It is not a very good reason not to give the police better surveillance
technology.

Crime victimizes more people than police forces in the US do. I'm not saying
that means LEOs don't victimize people; they do. I'm not saying that means we
should turn a blind eye to police abuse; we should not. But when we do
risk/reward calculations, we need to keep in mind that the greater ambient
threat is of crime, not police abuse. Sometimes, the police will ask for
things that tip the scale the other direction. But we have to make a case for
how; we can't just assume it.

Keep in mind: I'm one of the people laughing and cheering at the guy in the
video saying "no thanks, no, I won't be pulling into secondary screening" at
the CBP checkpoints; I've given to the ACLU. Surveillance is scary. It's just
not _intrinsically_ bad; it's bad in a context-dependent way.

------
DanielBMarkham
Read an interesting column the other day that pointed out that in Washington
there's plenty of bipartisanship -- when it comes to creating the security
state. Not so much for other things. Paul ended up taking a hit from all sides
on his mini-filibuster. And it was a rather odd assortment of politicians that
supported him.

I'm glad the AG saw fit to answer after six weeks, and it looks like Paul is
happy with the answer -- for now. This type of thing is a hall of mirrors,
though. What defines "combat"? Were the Americans targeted in Africa
participating in combat?

Supporters of Paul will say that he's only following the questions, that the
administration is stonewalling. Supporters of the administration (and the
Republican status quo) will say that such questions do not deserve answers. So
here we are.

Bit of a sidebar: I honestly feel that these libertarian themes are going to
play a big role in politics over the next few years. I feel so strongly I
created a blog yesterday to summarize libertarian-oriented news and commentary
to record how it all plays out <http://freedom-or-safety.com/blog/>

Note: we should also be clear about the larger picture. A senator, who is
charged with overseeing the "architecture" of the government, asked an
executive department official for some clarity on an issue. After six weeks he
received it and is happy with it. There's nothing binding here. He just got an
opinion on how things are currently being interpreted. The president is
perfectly able to re-interpret the law in a different way tomorrow if he
chooses. In fact, one of the reasons for asking the question it to determine
whether additional legislation binding the executive is required.

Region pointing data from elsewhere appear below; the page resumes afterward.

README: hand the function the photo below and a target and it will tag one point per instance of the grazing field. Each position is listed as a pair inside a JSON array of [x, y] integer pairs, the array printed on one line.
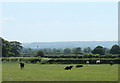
[[55, 72]]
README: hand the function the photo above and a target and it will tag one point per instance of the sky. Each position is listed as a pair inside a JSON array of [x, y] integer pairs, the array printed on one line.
[[59, 21]]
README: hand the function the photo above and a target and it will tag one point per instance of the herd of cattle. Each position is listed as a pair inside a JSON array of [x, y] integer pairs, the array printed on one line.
[[70, 67]]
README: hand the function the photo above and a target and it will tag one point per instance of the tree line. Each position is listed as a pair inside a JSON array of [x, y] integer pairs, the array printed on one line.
[[15, 49]]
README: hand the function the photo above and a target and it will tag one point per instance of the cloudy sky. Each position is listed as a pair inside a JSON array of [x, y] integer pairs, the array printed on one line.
[[59, 21]]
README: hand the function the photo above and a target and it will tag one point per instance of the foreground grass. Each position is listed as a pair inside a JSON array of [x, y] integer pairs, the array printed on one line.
[[56, 72]]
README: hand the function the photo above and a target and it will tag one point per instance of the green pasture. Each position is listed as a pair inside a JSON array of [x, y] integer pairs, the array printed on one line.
[[55, 72]]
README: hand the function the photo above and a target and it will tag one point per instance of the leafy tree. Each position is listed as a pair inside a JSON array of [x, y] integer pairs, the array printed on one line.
[[10, 48], [67, 50], [40, 53], [16, 47], [115, 49], [98, 50], [5, 48]]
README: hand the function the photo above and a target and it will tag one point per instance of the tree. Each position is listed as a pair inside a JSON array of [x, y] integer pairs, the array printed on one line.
[[87, 50], [5, 48], [67, 50], [16, 47], [77, 50], [115, 49], [40, 53], [98, 50], [10, 48]]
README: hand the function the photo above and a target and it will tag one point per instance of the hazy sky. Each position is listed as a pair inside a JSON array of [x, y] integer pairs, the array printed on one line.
[[59, 21]]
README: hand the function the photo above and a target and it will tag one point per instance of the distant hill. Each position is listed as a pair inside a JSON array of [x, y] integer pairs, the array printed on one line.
[[70, 44]]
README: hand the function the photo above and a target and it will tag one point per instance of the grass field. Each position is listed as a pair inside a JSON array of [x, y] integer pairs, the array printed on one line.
[[55, 72]]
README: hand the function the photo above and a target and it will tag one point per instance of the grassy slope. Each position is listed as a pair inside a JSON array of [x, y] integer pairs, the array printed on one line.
[[56, 72]]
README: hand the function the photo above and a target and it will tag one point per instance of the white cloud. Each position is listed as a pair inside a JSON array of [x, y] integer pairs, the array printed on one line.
[[7, 19]]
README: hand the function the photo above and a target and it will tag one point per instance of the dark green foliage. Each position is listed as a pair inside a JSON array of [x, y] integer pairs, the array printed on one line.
[[87, 50], [40, 53], [10, 48], [16, 47], [98, 50], [115, 49]]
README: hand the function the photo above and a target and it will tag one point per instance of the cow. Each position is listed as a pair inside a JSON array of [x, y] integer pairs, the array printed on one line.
[[87, 63], [21, 65], [68, 67], [111, 63], [98, 62], [79, 66]]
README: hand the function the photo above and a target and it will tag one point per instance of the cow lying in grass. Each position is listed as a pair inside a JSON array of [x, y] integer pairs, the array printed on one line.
[[21, 65], [111, 63], [79, 66], [68, 67]]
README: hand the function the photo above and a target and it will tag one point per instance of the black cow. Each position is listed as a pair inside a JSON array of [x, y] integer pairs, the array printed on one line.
[[79, 66], [111, 63], [21, 65], [68, 67]]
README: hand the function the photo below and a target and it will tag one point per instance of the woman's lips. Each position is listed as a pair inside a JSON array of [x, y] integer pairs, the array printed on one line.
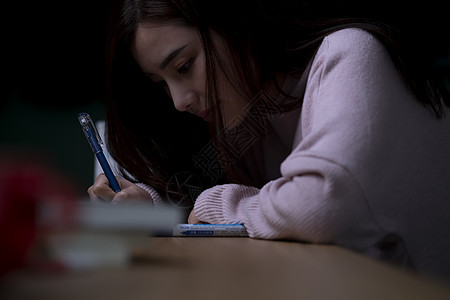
[[204, 114]]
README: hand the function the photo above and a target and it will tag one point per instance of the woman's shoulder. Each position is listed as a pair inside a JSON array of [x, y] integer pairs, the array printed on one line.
[[351, 38], [352, 46]]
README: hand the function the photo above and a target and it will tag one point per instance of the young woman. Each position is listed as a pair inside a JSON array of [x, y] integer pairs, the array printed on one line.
[[300, 124]]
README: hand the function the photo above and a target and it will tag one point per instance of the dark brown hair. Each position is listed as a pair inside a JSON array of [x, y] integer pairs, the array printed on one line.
[[152, 141]]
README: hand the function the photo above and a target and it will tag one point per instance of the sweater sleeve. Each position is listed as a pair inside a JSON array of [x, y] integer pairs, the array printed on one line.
[[319, 197], [156, 198]]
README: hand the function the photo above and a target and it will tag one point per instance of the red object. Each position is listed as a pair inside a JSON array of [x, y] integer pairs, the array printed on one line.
[[24, 186]]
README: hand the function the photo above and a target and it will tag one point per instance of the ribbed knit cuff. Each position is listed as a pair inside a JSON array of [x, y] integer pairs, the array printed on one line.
[[209, 205], [156, 198]]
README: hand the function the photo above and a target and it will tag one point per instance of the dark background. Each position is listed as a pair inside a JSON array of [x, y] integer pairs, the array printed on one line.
[[53, 68]]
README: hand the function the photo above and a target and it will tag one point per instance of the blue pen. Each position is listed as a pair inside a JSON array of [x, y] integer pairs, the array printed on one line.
[[91, 133]]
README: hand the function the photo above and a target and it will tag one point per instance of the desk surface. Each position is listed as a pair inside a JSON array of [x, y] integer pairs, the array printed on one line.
[[230, 268]]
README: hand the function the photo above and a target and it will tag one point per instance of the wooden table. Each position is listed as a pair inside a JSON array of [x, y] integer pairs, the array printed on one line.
[[230, 268]]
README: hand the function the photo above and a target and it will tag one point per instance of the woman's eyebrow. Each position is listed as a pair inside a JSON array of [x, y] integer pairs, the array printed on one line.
[[170, 57]]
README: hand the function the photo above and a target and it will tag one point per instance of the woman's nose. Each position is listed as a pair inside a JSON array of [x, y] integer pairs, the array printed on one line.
[[183, 99]]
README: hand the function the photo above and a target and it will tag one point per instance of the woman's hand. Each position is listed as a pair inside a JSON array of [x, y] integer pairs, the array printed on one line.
[[100, 191]]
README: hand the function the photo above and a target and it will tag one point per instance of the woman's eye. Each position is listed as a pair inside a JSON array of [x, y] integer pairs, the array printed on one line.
[[185, 68]]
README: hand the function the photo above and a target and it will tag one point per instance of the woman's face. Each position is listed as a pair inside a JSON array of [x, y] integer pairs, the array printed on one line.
[[173, 56]]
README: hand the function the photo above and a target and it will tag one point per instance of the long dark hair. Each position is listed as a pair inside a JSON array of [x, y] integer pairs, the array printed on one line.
[[153, 142]]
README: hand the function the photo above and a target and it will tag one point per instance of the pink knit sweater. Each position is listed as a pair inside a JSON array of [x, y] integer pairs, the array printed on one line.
[[367, 166]]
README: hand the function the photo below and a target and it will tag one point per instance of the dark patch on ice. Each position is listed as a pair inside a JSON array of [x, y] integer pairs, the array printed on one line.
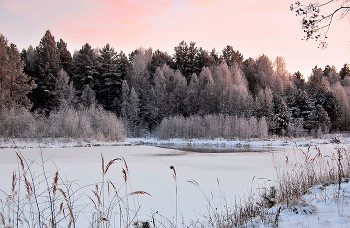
[[214, 149]]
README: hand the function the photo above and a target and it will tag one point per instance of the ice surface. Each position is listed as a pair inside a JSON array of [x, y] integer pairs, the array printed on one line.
[[221, 176]]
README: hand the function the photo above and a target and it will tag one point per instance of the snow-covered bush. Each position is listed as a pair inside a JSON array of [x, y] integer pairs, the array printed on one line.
[[211, 127]]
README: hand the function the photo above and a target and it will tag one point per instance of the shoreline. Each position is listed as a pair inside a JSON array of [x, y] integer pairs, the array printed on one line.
[[23, 143]]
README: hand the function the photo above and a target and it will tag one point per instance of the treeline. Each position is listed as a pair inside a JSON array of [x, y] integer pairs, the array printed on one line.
[[150, 89]]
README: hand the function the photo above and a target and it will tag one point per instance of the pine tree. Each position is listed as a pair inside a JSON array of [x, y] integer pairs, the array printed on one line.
[[66, 61], [84, 68], [64, 90], [4, 59], [108, 82], [192, 97], [14, 84], [280, 116], [47, 62], [184, 59], [344, 71], [231, 56]]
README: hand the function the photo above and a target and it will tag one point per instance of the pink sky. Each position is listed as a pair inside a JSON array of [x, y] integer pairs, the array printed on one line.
[[253, 27]]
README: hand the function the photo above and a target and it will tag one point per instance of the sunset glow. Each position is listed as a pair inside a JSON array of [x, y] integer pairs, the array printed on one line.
[[253, 27]]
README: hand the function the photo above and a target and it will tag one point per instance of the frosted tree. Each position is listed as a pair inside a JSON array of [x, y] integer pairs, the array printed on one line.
[[85, 68], [4, 59], [65, 57], [133, 112], [64, 90], [344, 71], [184, 59], [223, 87], [109, 79], [264, 104], [203, 59], [231, 56], [47, 63], [192, 95], [14, 84], [240, 98], [280, 117], [343, 103], [159, 97], [207, 97], [266, 75], [177, 94], [88, 97]]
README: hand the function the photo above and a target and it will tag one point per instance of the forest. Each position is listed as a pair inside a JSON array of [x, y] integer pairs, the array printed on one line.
[[46, 91]]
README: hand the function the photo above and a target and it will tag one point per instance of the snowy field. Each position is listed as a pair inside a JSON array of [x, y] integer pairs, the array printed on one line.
[[223, 177]]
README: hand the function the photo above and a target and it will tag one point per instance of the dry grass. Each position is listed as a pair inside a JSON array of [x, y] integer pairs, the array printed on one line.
[[47, 200]]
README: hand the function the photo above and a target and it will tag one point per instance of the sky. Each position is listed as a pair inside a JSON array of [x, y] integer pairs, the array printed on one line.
[[253, 27]]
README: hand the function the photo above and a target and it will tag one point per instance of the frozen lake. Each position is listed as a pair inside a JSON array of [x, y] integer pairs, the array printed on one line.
[[236, 172]]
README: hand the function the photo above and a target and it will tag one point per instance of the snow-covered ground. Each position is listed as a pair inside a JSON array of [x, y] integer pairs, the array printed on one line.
[[322, 206], [222, 177]]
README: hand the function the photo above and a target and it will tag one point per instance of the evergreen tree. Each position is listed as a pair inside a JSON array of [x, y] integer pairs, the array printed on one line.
[[231, 56], [280, 116], [204, 59], [192, 96], [4, 59], [14, 84], [344, 71], [108, 82], [65, 91], [47, 63], [298, 80], [184, 59], [84, 68], [160, 58], [66, 61]]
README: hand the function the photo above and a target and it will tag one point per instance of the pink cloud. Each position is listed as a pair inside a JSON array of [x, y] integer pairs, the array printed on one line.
[[203, 3]]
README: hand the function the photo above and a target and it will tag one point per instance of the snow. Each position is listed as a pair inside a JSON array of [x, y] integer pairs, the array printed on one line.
[[221, 176], [323, 206]]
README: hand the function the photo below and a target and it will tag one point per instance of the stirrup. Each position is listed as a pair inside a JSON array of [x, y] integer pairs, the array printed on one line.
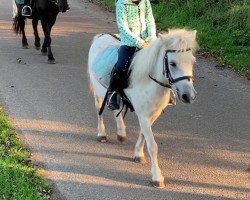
[[109, 100], [172, 100], [26, 11]]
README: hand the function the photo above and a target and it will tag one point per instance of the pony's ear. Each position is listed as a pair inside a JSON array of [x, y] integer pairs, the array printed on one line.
[[160, 36], [193, 34]]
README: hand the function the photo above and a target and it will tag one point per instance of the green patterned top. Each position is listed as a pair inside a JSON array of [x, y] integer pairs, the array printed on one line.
[[135, 23]]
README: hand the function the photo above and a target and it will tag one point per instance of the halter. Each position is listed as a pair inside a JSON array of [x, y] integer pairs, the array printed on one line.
[[166, 71]]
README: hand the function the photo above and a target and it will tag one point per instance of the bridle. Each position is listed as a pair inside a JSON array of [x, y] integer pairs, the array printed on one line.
[[167, 73]]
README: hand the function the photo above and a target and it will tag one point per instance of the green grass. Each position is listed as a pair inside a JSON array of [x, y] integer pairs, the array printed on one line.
[[18, 179], [223, 26]]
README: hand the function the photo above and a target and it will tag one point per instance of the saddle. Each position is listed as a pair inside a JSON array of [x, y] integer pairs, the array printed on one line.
[[26, 7]]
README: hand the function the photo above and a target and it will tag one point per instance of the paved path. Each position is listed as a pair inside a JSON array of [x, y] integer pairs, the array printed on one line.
[[203, 148]]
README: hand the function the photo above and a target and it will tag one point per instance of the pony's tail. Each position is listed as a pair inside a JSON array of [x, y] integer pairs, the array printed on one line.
[[16, 25]]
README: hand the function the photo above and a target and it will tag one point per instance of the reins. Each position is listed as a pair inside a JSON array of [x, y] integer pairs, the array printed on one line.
[[167, 73]]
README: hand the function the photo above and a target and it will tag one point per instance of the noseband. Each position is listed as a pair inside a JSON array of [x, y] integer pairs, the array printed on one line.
[[166, 71]]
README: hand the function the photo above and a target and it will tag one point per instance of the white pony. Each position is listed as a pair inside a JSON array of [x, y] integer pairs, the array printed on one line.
[[167, 63]]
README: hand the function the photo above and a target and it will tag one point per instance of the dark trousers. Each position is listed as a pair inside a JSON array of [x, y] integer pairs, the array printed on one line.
[[119, 74]]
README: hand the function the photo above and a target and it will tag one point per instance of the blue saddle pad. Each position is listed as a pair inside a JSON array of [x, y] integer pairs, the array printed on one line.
[[20, 1], [104, 63]]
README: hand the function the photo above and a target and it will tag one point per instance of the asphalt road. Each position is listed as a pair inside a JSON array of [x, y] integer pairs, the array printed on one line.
[[203, 148]]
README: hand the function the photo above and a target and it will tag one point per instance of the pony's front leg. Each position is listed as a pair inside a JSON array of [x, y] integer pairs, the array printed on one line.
[[47, 41], [157, 178], [121, 128], [24, 38], [139, 149], [37, 38], [101, 135]]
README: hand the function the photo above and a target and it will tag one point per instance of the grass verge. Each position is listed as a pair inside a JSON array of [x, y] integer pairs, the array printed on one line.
[[18, 178], [223, 26]]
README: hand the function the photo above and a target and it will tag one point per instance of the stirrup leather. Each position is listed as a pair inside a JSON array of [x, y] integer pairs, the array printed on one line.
[[26, 11]]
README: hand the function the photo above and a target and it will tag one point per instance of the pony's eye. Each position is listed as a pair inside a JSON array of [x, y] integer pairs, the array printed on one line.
[[173, 64]]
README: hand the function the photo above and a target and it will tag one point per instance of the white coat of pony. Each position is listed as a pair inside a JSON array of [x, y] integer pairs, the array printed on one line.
[[148, 97]]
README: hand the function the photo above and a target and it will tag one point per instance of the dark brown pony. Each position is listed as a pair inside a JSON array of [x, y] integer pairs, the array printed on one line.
[[46, 11]]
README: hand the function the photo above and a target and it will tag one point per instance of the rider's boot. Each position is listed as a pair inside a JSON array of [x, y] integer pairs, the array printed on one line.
[[26, 11], [113, 95]]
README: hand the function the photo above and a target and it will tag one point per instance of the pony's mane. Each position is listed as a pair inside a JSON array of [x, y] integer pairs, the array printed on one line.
[[175, 39]]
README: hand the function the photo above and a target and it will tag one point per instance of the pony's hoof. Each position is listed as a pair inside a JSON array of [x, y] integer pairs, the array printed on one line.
[[157, 184], [25, 46], [102, 139], [121, 138], [140, 160], [51, 61]]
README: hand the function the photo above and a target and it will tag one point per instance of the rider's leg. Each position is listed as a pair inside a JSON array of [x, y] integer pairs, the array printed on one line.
[[119, 75]]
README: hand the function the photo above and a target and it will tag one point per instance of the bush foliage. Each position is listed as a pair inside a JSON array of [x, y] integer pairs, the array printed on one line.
[[223, 26]]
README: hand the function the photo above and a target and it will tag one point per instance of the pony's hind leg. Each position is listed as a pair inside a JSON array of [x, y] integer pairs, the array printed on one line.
[[21, 24], [121, 128], [101, 135], [47, 24], [37, 38], [139, 149]]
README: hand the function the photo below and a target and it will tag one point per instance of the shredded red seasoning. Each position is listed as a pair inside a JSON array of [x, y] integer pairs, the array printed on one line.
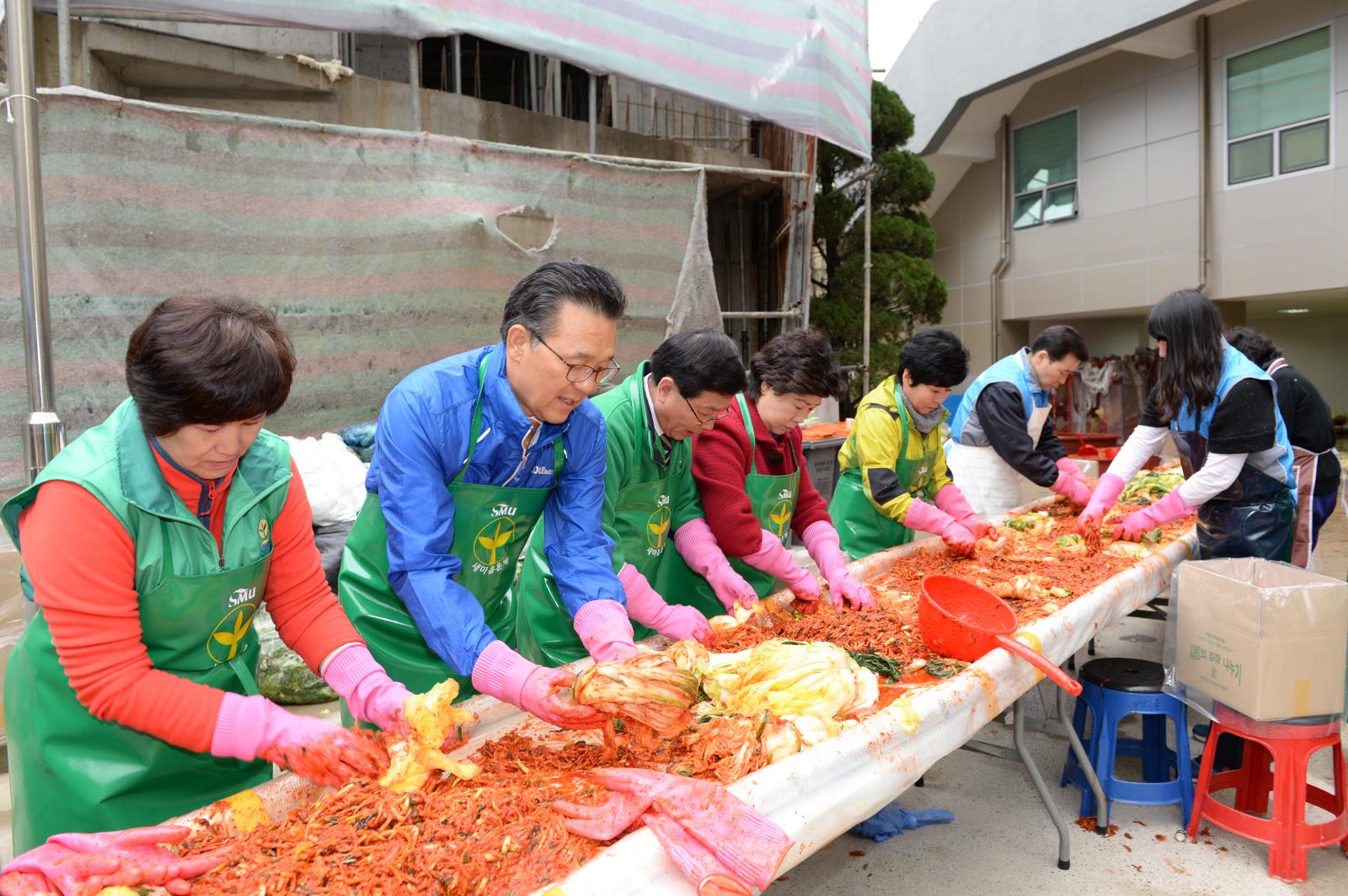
[[498, 833]]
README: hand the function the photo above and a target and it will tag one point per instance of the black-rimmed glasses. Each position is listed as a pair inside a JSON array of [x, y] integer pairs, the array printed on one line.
[[709, 421], [581, 372]]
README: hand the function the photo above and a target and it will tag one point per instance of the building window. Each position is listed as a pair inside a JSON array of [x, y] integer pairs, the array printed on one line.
[[1278, 108], [1045, 181]]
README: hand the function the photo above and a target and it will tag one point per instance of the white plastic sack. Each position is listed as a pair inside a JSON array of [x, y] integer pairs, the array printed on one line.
[[334, 476]]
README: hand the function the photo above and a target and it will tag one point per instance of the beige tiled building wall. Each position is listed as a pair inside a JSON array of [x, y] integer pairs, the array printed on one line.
[[1136, 237]]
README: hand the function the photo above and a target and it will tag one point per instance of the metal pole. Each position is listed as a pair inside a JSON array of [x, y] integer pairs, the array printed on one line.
[[1203, 152], [593, 114], [557, 87], [866, 298], [793, 314], [458, 64], [44, 435], [415, 80], [64, 42], [532, 83]]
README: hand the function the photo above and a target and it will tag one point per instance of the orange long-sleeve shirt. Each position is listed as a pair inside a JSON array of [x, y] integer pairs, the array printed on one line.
[[81, 563]]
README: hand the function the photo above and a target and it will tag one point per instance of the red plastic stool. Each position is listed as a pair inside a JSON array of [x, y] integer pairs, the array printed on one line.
[[1287, 833]]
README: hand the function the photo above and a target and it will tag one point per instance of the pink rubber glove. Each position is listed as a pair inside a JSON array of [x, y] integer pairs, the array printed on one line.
[[698, 549], [925, 518], [1168, 509], [1072, 488], [1071, 468], [1107, 492], [606, 631], [536, 689], [693, 859], [249, 725], [821, 541], [370, 694], [952, 502], [777, 561], [88, 862], [743, 840], [674, 621]]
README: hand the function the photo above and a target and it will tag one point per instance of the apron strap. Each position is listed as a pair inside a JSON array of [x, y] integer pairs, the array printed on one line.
[[903, 421], [748, 428], [476, 429]]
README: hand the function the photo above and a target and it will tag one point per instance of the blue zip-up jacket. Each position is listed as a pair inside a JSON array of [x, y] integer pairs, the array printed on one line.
[[420, 448]]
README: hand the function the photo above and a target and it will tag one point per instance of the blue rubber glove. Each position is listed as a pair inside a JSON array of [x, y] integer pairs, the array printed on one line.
[[894, 819]]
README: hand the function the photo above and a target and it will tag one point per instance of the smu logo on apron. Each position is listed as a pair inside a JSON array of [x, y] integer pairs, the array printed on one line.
[[491, 545], [229, 632], [782, 512], [658, 527]]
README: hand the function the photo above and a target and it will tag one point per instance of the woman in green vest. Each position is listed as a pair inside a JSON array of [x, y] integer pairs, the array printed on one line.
[[650, 502], [750, 471], [148, 543], [894, 480]]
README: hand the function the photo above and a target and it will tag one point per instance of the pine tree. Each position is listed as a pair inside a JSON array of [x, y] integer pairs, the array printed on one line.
[[905, 289]]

There's a much longer post here about terms and language and how we got here.
The Congress authorized the president to take any necessary action against
terrorists. Either that authorization has to end, or we need a very fine-
grained examination of just what that language means, perhaps with more
instructions from Congress. In either case, in my mind this is the normal
thing that Congress should be doing.

The question is answered. The issue is not settled, and that's fine.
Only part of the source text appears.